ジョゼフ・サージェント『地球爆破作戦』 ('70、UNIVERSAL)
「昨日は衝撃的な映画を観たぞ!
巨大軍事コンピュータが人類を支配してしまうんだ!」
古本屋のおやじは、久々の登場に意気込んで言った。
「ふーーーん、思いっきり普通じゃないですか。どこに新鮮味があるんですか?」
対するスズキくんは相変わらず眠そうだ。最近は反体制を気取ってネッカチーフを首に巻いている。革命戦士チェか、ロシアの炭鉱労働者か。確かにそんな奴、日本のサラリーマンにはいない。
「うーん・・・実は、そうなんだよなー。
到るところにセキュリティー強化の名目で監視カメラが取り付けられた現代ニッポンで暮らすわれわれから見れば、なにが自由だ、なにがプライヴァシーだ、って気になるもの。

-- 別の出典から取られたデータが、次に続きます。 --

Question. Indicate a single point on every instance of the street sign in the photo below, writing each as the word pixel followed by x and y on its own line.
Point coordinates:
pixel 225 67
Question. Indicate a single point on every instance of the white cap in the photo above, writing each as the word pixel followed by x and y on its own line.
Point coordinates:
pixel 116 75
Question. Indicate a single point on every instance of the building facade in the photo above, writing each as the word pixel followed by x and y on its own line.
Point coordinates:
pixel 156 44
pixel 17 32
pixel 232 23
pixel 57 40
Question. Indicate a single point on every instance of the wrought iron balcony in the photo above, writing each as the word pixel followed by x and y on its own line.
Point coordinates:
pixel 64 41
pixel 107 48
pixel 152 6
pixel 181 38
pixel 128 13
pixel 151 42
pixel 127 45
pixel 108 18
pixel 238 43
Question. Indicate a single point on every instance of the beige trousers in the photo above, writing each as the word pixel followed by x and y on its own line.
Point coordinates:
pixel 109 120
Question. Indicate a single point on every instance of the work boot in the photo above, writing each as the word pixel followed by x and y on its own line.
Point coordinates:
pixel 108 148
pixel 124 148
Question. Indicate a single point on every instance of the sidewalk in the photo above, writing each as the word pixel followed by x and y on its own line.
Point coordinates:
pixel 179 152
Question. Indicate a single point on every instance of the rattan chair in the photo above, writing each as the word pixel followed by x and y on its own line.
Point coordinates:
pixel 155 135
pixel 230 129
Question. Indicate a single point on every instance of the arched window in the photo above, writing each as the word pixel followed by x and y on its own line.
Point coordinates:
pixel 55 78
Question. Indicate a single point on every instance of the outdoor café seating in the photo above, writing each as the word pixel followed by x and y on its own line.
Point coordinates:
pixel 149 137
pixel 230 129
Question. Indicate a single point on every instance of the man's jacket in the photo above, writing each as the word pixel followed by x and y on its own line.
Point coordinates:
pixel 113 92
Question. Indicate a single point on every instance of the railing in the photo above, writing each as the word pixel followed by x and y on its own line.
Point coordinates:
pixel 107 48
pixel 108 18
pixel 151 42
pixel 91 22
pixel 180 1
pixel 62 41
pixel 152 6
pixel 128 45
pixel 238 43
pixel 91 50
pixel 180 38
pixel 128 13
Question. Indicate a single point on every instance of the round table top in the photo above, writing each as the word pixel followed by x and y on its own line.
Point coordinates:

携帯ゲームに洗脳されて、コイン落とし続けている奴もいるし。」
スズキくんの耳がピクリと震えた。
「まぁ、なんだ。これは、そういう映画ですよ。
巨大軍事コンピュータのネットワークが勝手に繋がり、すべての人類を支配下に置いてしまう。逆らう奴(黒人)は、問答無用で銃殺。見せしめにコンビナートのひとつも核で吹っ飛ばすのなんか、お茶の子さいさい。」
「お茶の子って、なんです?」
「実は、手塚眞だ。
木の子って作詞家もいるし、木の葉のこってのもいるぞ。確か、女優だ。
・・・もとい、この映画の設定、どっかで見たことあると思ったら、あれだ。キャメロンの『ターミネーター』のプリークェルだと見て間違いないな!」
「エッ、そうなんですか・・・?知らなかった・・・。」
「キャメロンに創造性や独自性なんか皆無に決まってるじゃないか!
この設定をまんま借りてきて、スカイネットって名づけたんだよ!あいつは、単なるピラニアを持ってきてフライングキラーと名付けるような奴なんだ!」
「本当かなぁー。」
「しかし、この映画、最後が煮え切らんな。コンピュータが人類支配を宣言して、発明者の博士が挑発的な言辞を吐いて、おお、いよいよ神を名乗る機械と人間との最終決戦が始まるのか!とさんざん盛り上げたところで、プツッ。おしまいなんだよ。
ズコッ、と床が抜けましたよ!」
「そりゃ心底ガッカリですね。知的エンターティメントってやつですか(笑)。でも、人間以上の能力を持つコンピュータなら、既に『2001年』にも出てましたね。」
「ありゃ、1967年だから、3年前か。地球規模でH.A.L.9000の叛乱を描く!ってんなら、まだ意味もあったろうけどね。